Em princípio a ideia seria concentrar o ar ambiente, adsorver os componentes
voláteis num suporte próprio e purificar as MdeL. Em etapas intermediárias, em
que a ftriagem fosse feita, deveriam permitir ter fracções que o próprio
experimentador podia usar (ou num colaborador conveniente, cúmplice e crédulo)
e registar se sentia desejo aumentado para o acto de leitura.
DIA 2 / Tentiva de design de um sistema
experimental.

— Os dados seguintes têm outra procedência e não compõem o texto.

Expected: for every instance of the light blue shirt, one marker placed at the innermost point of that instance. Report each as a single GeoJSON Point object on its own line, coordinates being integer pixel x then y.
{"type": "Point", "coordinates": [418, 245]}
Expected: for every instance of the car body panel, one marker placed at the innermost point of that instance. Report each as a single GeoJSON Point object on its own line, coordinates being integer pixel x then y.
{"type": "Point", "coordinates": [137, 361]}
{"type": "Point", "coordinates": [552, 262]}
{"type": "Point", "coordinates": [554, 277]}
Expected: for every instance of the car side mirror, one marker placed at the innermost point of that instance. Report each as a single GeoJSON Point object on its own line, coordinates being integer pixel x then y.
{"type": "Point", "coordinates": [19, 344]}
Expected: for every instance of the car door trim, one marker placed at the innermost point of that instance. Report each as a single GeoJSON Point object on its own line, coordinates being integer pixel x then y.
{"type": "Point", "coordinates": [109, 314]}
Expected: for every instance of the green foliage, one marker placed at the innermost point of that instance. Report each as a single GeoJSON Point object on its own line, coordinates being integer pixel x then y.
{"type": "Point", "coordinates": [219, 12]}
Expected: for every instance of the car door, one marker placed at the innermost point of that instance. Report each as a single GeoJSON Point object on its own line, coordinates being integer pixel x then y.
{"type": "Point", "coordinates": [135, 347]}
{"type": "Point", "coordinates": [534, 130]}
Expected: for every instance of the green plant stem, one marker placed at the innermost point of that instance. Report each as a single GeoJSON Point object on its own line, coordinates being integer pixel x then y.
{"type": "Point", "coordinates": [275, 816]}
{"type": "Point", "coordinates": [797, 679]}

Um grande saco afunilado com uma sucção colocada no fundo, onde
entreposto seria posto um adsorvente (vários materais seriam testados… carvão
activado, silica gel, zeolite). Um esquema foi desenhado. (ver esquema que deve
ter um ar de Leonardo da Vinci).
DIAS 3 e 4 / Tempo de aquisição e construção
do protópito.
DIA 5 / Obtenção de licensa para
colocação do captador de MdeL num local duma Biblioteca (muito frequentado) e dissimulado.
Todo o sistema foi optimizado para ser silencioso (amortecedores de espuma na
base da instalação e uso de um motor/ventilação /sucção adequado).
DIA 6-10 / O sistema usando silica gel
esteve a operar em contínuo. O adsorvente foi retirado e colocado num
Erlenmeyer fechado em atmosfera inerte. Retirada com uma seringa uma parte do
espaço gasoso a inalação do mesmo não produziu efeitos… nem motivações, nem
alteração de disposição. A pensar num modo de extrair algum material que possa
estar absorvido.
DIA 11 / O material foi dividido em 3
partes e posto em contacto com um solvente aromático, um apolar e um polar
(água), tudo em atmofera inerte de azoto. Agitação contínua do sólido na
presença dos solventes testados. Centrigugação dos 3 conteúdos para remover o
sólido. Evitar respirar o solvente aromático.
DIA 12 / Todos os extractos foram
submetidos a técnicas analíticas, de cromatografia e de espectrometria de
massa. Não foram detectados compostos.
DIA 13 / Para refletir e não desistir.
DIA 14 / Repetir todo o processo usando
carvão activado. Montagem do sistema.
DIAS 15-20 / Sistema com carvão
activado a operar em contínuo.
DIA 21 / Extracções com os 3 sistemas
anteriormente descritos.
DIA 22 / Análise química. A
cromatografia e a espectrometria de massa detectam um composto de baixo peso
molecular no solvente aquoso. Estimulante este resultado. Parece ser um
composto único o que vai facilitar a identificação. Transferida uma alíquata da
solução aquosa contida em sistema fechado e deixáda aberto ao ar. Nova análise não
detecta nenhum composto. Deve ser muito volátil ou sensível ao ar.
DIA 23 / A exitação do momento não
deixa descansar.
DIA 24 / Miro e remiro o fraco e a
solução aprisionada em atmosfera inerte. Preciso de fazer algo mais para
avançar na identificação do composto. A tentação é muito grande. Abrir o frasco
e inalar/respirar. O suor escorre pelas fontes. As mãos tremem. Terá algum
efeito?… toxicidade, dependência, efeitos colaterais … será apenas um sonho em
solução aquosa?
DIA 25 / A situação está a ultrapassar
os limites.. não como, não durmo… pergunto se devo patilhar com alguém,
correndo o risco de ser considerado pouco credível, louco…
Aquele
frasco é uma lâmpada mágica, uma poção mágica… o talvez seja nada.
É
impossível… imparável… Vou abrir um pouco o frasco, respirar… abro… tremo…
Inspiro num grande amplexo…
DIAS XX / Não sei quantos dias se passaram.
Entrei num estado de sonulência, semi-consciência, letargia!
Devo
ter acordado entretanto… agora, ontem, há quanto tempo?
Estou
magro e esfomeado. À minha volta a sala parece ter sofrido um turbilhão. Os
livros estão fora das estantes… ahhhh… Tenho estado a ler, estou a ler, quero
ler, não posso parar de ler… queridos autores… companheiros generosos, tanto
saber, tanta informação, tanto desafio A leitura parece facilitada, meus olhos
são leitores quase digitais, metamorfoses adaptadas a este novo estado. Estou
feliz, meus receptores estão saturados por essa molécula que se adsorveu no
carvão activado... não quero saber o que é… sei que existe e me fez ultrapassar
e viver um estado espiritual diferente… nem sei porque estou a escrever?